"On fait aller", "Y a pas d’avance à se plaindre", ces phrases défaitistes, déclenchées par l’inévitable "Ça va ?", horripilent Jean-Luc Piraux. Il préfère se soigner à l’humour noir. Obsédé par des faits divers morbides, il tourne en ridicule une noyade surréaliste. Il nous fait hurler de rire, en imaginant l’utilisation d’un mix-soupe ou d’une tondeuse à gazon, pour se suicider. Cependant, quand il se hisse sur une chaise branlante, qui n’a plus que trois pieds, on sent la précarité de son équilibre. Il doit lutter contre l’attrait du vide et résister au retour du stress et des insomnies. C’est un homme sonné, qui n’aime pas que son metteur en scène "méridional" le bouscule. Son changement de costume est laborieux. Il a besoin de prendre son temps.
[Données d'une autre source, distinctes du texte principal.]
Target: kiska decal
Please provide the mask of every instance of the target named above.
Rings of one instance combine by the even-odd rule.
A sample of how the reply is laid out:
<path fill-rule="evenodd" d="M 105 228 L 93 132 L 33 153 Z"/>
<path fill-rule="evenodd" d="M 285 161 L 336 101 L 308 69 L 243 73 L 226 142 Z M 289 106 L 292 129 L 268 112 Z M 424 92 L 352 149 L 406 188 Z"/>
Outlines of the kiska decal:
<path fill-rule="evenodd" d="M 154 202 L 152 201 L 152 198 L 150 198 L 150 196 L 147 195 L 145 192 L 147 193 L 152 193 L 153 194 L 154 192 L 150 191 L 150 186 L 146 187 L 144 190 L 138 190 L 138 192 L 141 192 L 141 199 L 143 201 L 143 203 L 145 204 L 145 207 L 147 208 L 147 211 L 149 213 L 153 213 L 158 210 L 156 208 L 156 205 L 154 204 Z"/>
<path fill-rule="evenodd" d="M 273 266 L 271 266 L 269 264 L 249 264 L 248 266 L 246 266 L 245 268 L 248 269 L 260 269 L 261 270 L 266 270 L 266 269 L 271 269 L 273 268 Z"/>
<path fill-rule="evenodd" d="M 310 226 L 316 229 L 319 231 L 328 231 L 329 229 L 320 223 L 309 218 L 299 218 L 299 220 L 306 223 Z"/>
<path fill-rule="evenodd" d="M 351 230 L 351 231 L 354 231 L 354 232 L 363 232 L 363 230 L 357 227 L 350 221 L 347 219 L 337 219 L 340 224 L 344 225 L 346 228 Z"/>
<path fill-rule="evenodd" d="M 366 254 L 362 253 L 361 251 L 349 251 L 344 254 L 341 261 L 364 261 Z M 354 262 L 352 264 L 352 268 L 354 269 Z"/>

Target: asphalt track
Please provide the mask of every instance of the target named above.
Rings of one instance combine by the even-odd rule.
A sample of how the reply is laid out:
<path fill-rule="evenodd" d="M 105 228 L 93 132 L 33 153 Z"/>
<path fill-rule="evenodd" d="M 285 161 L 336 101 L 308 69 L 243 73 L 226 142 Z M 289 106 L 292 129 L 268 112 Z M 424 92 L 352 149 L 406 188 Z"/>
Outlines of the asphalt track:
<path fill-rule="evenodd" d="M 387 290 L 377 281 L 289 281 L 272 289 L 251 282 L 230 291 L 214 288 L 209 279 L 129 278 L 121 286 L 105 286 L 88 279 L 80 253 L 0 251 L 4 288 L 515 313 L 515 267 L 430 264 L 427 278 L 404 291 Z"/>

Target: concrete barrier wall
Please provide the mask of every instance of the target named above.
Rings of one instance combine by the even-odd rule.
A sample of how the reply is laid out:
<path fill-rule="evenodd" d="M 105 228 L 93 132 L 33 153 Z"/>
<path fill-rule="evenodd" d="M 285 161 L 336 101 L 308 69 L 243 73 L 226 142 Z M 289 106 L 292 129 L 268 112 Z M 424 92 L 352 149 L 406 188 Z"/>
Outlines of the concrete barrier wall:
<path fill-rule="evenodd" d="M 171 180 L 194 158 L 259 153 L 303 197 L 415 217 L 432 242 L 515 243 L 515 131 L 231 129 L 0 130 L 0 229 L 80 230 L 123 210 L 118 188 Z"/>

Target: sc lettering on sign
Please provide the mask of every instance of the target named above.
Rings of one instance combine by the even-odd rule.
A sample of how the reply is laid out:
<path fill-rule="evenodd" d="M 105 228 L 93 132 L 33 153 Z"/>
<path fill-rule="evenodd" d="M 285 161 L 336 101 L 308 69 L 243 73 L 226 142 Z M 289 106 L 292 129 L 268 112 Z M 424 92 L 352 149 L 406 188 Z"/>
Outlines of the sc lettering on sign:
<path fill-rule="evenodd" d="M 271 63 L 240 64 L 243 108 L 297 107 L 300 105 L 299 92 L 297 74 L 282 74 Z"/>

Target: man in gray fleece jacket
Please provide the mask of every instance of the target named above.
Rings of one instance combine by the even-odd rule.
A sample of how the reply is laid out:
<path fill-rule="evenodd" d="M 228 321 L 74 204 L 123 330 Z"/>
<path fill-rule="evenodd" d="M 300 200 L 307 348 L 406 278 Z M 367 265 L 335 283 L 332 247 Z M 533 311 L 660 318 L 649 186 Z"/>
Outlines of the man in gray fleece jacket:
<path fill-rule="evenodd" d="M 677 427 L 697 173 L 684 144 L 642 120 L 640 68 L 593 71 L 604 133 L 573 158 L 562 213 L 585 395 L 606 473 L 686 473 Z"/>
Plusieurs fois, Piraux caricature le citoyen insensible qui râle contre les dépenses de la sécurité sociale. Trop de malades se plaignent d’épuisement professionnel, alors qu’ils ont un poil dans la main. C’est le cas des comédiens : ils ne travaillent pas, ils jouent ! Autre cible : les soignants qui imposent l’horaire sans la moindre souplesse. Ou qui ne sont pas fichus de respecter son nom. Par des bilans réguliers, la psychiatre à l’accent anglais éclaire Jean-Luc sur l’évolution de son burn-out. Sans vraiment le rassurer. Ce sont les autres malades qui lui redonnent le goût de vivre. A l’hôpital, on laisse tomber le masque imposé par la société et on parle de l’essentiel. Prendre dans ses bras cette jeune fille qui a tenté de se suicider fait ressentir le besoin de tendresse et d’amour.
L’humoriste encaisse mal l’éclatement de son couple. Il maquille sa tristesse par une pirouette : "Quand on s’est demandé si on s’aimerait toujours, on aurait dû dire : toujours mais pas tous les jours." L’amertume de cet échec ne l’empêche pas de rêver. Peut-être qu’un jour il dormira à nouveau en cuillère avec sa moitié. Habillé en femme, il prend malicieusement le pouls du public sur les problèmes de couple. Résultat : des sourires parfois gênés et un énorme éclat de rire, lorsqu’il s’appuie sur les tentacules d’un mollusque, pour aborder les difficultés d’érection.
Jean-Luc Piraux se montre plus frêle, moins percutant que dans "Faut y aller" ou "Six pieds sur terre". Il aime descendre dans la salle, pour établir une relation plus fraternelle avec les spectateurs. Cependant sa terrible dépression n’a pas étouffé son désir de mordre dans la vie. Comme Rossinante, il veut trotter, galoper, danser et nous offrir un spectacle tonique, truffé de gestes extravagants et d’initiatives surprenantes. En bondissant dans la salle, pour embrasser qui le veut, il nous amuse par son impétuosité, mais nous confirme aussi l’importance de l’ouverture aux autres. Ce clown tendre est un humaniste convaincant.